We can't really assist with that. We're no longer the owner of the asset in the territories that Ayrmid holds. Therefore, we're not providing guidance at this time since it's no longer our product. I wish I could give you a better answer, but I'm unable to.

Okay. And then shifting on to GBM. What would be a reasonable target for an improvement in overall survival for GBM that would get established pharma interested and get the FDA to be on board with approval? I know, again, that's well down the road, but I was wondering what you had in mind in terms of what would be material enough to get all parties, all stakeholders interested?

Yes. Regarding that, it really depends on whether we are discussing recurrent GBM or newly diagnosed GBM. For newly diagnosed cases, the benchmark is set by temozolomide, which was approved due to a median overall survival improvement of around 2.5 months. That level would likely be adequate for overall survival improvement in newly diagnosed GBM. For recurrent GBM, the expected improvement in efficacy would likely be even less stringent.

Okay. That's very helpful. And then just a question on the financial statements. So your investments in the joint venture, how will they appear on your financial statements? Is that considered R&D expense? Or will it end up somewhere else? And I know there's a few different components there, like a periodic piece and then the investments in the JV itself.

Yes. We ultimately control the joint venture, including the Board of Directors and the joint development committees. Therefore, we are consolidating the joint venture in our financial statements. As a result, all expenses related to the joint venture will be reflected in the relevant line items of our financial statements as if they were incurred directly by BioLine.

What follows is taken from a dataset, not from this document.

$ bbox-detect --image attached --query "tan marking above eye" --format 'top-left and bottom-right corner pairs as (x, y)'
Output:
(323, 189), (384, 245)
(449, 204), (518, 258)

Okay. So those are all considered R&D expense, including that, I think that $80,000 amount.

Yes, that $80,000 amount is for specific services, transition services, and related activities. So it will all be reflected in R&D expenses, and I believe you're correct.

There are no further questions at this time. Mr. Serlin, would you like to make your concluding statement?

Yes, I would. Thank you, operator. In closing, we remain very excited about this new vision for BioLineRx and believe we have the expertise and resources to drive meaningful innovation for patients with some of the most challenging cancer types. I am very excited about what the future holds for BioLineRx in 2026 and beyond. Thank you all very much for your continued interest in BioLineRx. Be safe, and have a great day.